Celso Marconi: Folha do Povo, o jornal comunista de Pernambuco

A polícia era uma presença constante. De repente, a gente estava na redação e aparecia um meganha querendo prender todo mundo

A Folha do Povo do Recife foi o primeiro jornal onde eu escrevi. Inclusive posso dizer, trabalhei. Isso porque passei lá um mês ou dois editando a primeira página. Mas não demorei muito nessa função, pois o que me interessava mesmo em jornal sempre foi a parte cultural – a parte de divulgação da atividade cultural.

E na Folha do Povo – o jornal do PCB – eu escrevi pela primeira vez como cronista de cinema. E também mantive por algum tempo uma coluna que falava sobre discos. Eu me lembro de uma oportunidade em que recebi uns discos para divulgar e o divulgador era um filho do sociólogo Câmara Cascudo. Um jornalista totalmente de direita, mas uma figura simpática, que todos chamavam de Cascudinho. Isso mostra que não havia uma censura prévia para o que eu escrevia na Folha do Povo. Nem prévia nem posterior. Era uma coluna tão livre quanto pode ser uma coluna em qualquer jornal.

A redação da Folha do Povo funcionava numa ou duas salas no 4º andar do edifício Vieira da Cunha, no centro do Recife. Esse prédio fica logo depois da praça Maciel Pinheiro, onde existia o cinema Moderno. E fica próximo do edifício que era a Casa de Detenção, que passou a ser Casa da Cultura. Foi por isso que Jomard Muniz de Britto, quando fez o seu filme O Palhaço Degolado, tendo os cenários do presídio, disse que lá era a Casa de Detenção da Cultura. Mas no edifício Vieira da Cunha também estava o escritório de uma construtora do meu pai, Severino Nunes Lins, que ficava no 3° andar. E no 5° andar eu morava.

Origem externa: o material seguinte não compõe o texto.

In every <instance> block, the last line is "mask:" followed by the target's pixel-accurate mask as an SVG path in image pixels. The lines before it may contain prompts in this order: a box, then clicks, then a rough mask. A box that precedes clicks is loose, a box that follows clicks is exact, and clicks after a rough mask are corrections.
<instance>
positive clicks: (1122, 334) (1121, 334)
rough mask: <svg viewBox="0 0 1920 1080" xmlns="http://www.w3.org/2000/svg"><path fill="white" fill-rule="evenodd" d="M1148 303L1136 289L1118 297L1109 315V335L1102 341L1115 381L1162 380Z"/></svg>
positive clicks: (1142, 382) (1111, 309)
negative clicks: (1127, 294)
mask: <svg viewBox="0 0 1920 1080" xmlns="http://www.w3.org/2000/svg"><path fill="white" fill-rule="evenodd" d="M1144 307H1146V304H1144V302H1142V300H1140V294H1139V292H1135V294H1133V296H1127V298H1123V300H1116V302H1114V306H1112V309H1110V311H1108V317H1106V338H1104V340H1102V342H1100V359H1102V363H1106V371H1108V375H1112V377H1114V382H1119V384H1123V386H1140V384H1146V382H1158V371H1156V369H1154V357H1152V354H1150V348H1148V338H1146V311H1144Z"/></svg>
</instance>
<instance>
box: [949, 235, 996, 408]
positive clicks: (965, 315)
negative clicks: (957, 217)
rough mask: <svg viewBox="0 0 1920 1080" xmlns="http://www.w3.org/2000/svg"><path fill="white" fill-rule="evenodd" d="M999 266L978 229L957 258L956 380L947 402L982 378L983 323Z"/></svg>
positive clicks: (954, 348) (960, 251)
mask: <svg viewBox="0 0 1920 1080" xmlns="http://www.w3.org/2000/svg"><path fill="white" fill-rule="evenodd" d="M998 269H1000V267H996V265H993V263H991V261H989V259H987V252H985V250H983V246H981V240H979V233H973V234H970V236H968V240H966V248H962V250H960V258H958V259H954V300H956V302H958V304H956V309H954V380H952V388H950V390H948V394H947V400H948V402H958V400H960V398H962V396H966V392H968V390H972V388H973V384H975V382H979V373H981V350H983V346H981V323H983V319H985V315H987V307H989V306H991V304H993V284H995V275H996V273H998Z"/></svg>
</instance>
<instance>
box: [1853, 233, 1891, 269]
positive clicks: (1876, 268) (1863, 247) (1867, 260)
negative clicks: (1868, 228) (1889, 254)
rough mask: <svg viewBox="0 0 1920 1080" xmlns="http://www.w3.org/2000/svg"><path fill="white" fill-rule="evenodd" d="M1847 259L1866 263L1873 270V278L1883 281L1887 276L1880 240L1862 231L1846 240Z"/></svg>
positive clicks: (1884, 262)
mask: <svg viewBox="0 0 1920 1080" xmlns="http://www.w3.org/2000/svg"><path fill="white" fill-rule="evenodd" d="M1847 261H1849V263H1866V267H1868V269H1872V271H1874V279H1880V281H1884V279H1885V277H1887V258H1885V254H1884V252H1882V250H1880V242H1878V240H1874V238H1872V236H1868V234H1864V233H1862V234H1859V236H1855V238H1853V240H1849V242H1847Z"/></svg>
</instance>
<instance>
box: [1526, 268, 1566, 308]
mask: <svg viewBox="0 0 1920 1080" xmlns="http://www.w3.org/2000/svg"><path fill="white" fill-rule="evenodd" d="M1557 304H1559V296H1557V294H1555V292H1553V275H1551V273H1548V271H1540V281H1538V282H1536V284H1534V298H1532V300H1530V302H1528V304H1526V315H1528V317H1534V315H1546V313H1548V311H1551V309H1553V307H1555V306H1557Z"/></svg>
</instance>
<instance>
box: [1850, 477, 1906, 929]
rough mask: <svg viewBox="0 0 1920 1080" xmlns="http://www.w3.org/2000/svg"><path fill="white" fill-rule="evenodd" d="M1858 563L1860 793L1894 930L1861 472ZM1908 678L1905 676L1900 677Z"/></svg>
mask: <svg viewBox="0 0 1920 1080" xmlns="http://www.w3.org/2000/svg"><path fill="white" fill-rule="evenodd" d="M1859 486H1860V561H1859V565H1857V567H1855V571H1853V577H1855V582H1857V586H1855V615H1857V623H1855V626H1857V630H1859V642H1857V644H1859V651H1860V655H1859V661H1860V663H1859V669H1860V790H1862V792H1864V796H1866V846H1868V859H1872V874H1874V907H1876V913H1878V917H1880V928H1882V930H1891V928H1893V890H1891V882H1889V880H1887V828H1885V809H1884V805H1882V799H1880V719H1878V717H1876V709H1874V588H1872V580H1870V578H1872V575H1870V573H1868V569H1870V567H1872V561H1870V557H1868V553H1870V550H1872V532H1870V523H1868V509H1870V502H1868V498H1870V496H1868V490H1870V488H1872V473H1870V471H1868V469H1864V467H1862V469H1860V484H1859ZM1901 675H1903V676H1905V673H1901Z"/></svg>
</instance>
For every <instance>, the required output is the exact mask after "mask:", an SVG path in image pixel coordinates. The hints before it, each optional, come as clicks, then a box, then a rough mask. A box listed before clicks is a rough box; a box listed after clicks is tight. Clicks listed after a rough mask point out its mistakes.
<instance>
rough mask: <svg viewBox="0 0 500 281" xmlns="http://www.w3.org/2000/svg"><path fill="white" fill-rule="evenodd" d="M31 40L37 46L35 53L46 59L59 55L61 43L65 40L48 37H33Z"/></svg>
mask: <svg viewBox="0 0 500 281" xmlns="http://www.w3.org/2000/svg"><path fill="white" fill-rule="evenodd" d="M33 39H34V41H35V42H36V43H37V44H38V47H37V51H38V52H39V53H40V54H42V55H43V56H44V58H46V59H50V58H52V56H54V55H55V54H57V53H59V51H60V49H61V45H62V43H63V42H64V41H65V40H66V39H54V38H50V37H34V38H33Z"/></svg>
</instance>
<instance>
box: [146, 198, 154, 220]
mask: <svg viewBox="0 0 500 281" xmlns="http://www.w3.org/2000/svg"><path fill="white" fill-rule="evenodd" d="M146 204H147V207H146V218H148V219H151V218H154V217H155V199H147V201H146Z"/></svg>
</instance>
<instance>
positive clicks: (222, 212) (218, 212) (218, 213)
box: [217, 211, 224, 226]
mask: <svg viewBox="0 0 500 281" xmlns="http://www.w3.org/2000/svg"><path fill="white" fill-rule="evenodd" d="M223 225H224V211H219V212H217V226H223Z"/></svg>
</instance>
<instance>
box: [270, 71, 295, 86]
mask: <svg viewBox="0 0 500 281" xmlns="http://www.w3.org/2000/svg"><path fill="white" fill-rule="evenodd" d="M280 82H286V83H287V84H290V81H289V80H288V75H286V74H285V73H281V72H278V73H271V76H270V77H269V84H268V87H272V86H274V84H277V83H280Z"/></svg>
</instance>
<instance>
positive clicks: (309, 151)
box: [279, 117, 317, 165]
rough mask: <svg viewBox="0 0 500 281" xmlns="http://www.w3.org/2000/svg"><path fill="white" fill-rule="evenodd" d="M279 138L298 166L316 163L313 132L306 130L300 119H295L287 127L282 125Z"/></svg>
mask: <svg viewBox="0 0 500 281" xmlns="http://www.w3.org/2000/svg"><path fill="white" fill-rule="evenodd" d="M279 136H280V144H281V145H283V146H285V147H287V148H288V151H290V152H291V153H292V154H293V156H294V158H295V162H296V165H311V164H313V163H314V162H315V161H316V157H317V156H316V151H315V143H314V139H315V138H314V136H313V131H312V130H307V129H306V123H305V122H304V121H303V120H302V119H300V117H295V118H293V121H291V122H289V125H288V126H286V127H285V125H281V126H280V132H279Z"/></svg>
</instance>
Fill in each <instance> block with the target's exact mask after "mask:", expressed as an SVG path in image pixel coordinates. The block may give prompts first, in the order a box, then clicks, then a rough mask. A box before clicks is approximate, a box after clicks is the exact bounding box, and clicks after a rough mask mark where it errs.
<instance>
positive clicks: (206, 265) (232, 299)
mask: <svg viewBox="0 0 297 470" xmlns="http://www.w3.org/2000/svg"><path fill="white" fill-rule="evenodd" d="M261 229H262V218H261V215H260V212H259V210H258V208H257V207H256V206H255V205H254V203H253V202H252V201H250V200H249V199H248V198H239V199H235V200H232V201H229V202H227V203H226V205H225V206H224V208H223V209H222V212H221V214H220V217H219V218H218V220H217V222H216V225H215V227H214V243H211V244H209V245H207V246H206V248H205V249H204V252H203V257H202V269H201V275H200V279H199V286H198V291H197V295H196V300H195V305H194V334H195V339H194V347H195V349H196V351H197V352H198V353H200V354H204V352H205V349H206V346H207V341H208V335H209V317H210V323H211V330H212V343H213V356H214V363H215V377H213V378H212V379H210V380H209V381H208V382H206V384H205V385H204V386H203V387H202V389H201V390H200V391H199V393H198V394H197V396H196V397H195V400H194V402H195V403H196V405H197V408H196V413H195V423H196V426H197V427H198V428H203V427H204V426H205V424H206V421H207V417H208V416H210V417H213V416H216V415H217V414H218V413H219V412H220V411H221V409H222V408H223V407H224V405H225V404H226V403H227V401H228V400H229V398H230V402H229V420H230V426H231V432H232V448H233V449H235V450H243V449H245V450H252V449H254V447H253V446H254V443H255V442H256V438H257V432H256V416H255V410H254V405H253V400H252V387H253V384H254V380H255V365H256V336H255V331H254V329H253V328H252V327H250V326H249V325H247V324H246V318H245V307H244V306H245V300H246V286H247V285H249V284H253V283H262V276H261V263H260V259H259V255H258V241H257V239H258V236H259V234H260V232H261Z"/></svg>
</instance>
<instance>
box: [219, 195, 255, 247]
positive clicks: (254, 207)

Francisco Souto, que foi o secretário de Segurança no governo de Arraes, era casado com Brites Gondra, que foi minha colega no Curso de Filosofia e ficamos amigos. Depois que me casei com Maria do Carmo Veloso Lins, fui morar num apartamento no 5º andar do Vieira da Cunha.

Isso me aproximou muito da Folha do Povo e dos jornalistas que lá trabalhavam, como Abdiel Luna, Rildo Mouta, Guilherbaldo Macieira, Cláudio Tavares, e outros que não estou me lembrando os nomes agora. Havia também o pessoal da direção do Partido, cujo chefe principal no jornal era David Capistrano – e tinha mais Iran Pereira, Clóvis Melo (que era filho do jornalista Mário Melo, muito famoso), Paulo Cavalcanti e outros.

A polícia era uma presença constante. De repente, a gente estava na redação e aparecia um meganha querendo prender todo mundo. Um dia, fui chegando no 4º andar e vinha um rapaz da redação. Quando me aproximei, ele fez um sinal com o dedo para não me chegar e então vi que junto dele estava um policial o levando. Era essa a situação da redação.

Tinha também a oficina do jornal, que ficava numa casa da praça Sérgio Loreto, no final da Rua da Concórdia. Lá era onde a polícia sempre tentava penetrar. Há uma estória que me foi contada por João Silveira, jornalista que depois trabalhou no Jornal do Commercio e foi para São Paulo, onde trabalhou e morreu. Ele estava na oficina da Folha do Povo e chegou a polícia. Então ele tentou fugir pelo telhado da casa. E lá em cima passou para a casa vizinha, mas as telhas se quebraram, e ele caiu dentro dessa casa. Quando as pessoas da casa apareceram, ele gritou:

– Calma! Eu não sou ladrão, sou comunista!

A Folha do Povo foi realmente minha escola de jornalismo nos anos 1950. Um jornalismo que tinha como interesse ajudar na conscientização do povo. Não se fazia jornalismo para apoiar a burguesia. E por isso mesmo não tinha apoio das grandes empresas. E o pessoal que lá trabalhava era um grupo coeso. Amigos.

Na minha vida profissional, trabalhei depois no Jornal Pequeno, fazendo matérias como freelance, sob a direção de Múcio Borges da Fonseca. Depois fui repórter e chefe do Arquivo de Redação do Diário de Pernambuco. Depois, fui copidesque e colunista de cinema na Última Hora Nordeste, sob a direção também de Múcio Borges da Fonseca. Com o golpe de 64, passei dois anos sem trabalhar em jornal. Em 1966, entrei no Jornal do Commercio e fiquei lá até 1989. Ainda trabalhei como editor do “Suplemento Cultural” do Diário Oficial de Pernambuco, onde fiquei de 1991 até 1994.